In the future, medical science may be able to explain why I found the portentous voice-overs and interminable shots of Malick’s The Thin Red Line annoying, boring, and pretentious, but the portentous voice-overs and interminable shots of The New World hypnotizing, heartbreaking, and gorgeous.
Maybe it’s because this is a love story, and I am a sucker.
Much as I enjoyed this movie—“appreciated” might be more accurate—I’m not without complaints. (When am I ever?) Q’Orianka Kilcher, playing Pocahontas, has been costumed in ridiculous deerskin miniskirts by some kind of Powhatan Versace. The music–Mozart, Wagner, and ersatz each–too often makes the 17th century Virginia wilderness sound like a 19th century London drawing room, or rather Hollywood’s conception of what one would sound like. (In fact, now that I think of it, this movie would work beautifully with no dialogue at all. Just birdsong when in America and church bells when in England. Probably seeing that Claire Denis movie so recently influences me in this thought.)

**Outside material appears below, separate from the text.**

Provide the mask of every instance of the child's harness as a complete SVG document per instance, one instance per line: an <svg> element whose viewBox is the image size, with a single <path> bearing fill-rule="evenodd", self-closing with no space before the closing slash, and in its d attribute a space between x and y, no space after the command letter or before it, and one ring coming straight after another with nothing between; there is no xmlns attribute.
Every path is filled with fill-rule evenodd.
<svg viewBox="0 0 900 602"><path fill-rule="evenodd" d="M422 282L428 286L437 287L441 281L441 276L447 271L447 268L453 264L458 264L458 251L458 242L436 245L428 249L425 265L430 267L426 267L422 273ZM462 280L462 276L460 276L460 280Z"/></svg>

Most weird and troubling of all is the huge characterological flaw at the center of the whole enterprise. What we’re supposed to love about Pocahontas is her utter naturalness, as evidenced by the leaves in her hair and her impromptu little balletic homages to the sea, wind, sun, etc. But if she’s so frickin’ natural, why doesn’t she turn and run west as fast as she can when she sees John Smith coming with his guns and Bibles and pox? On the contrary, in the end, we see her at an English manor house with her English husband and English kid, gussied up in corset and skirts like Lizzie Bennet tamed by Pemberley. “Now I know where you live, Mother,” she whispers in her special Mysterious Indian Whisper(tm), implying that the new, more natural world for her is “this scepter’d isle.” Ugh.
Still, I cried a lot, because the pictures are so pretty and the story so tragic. Sucker!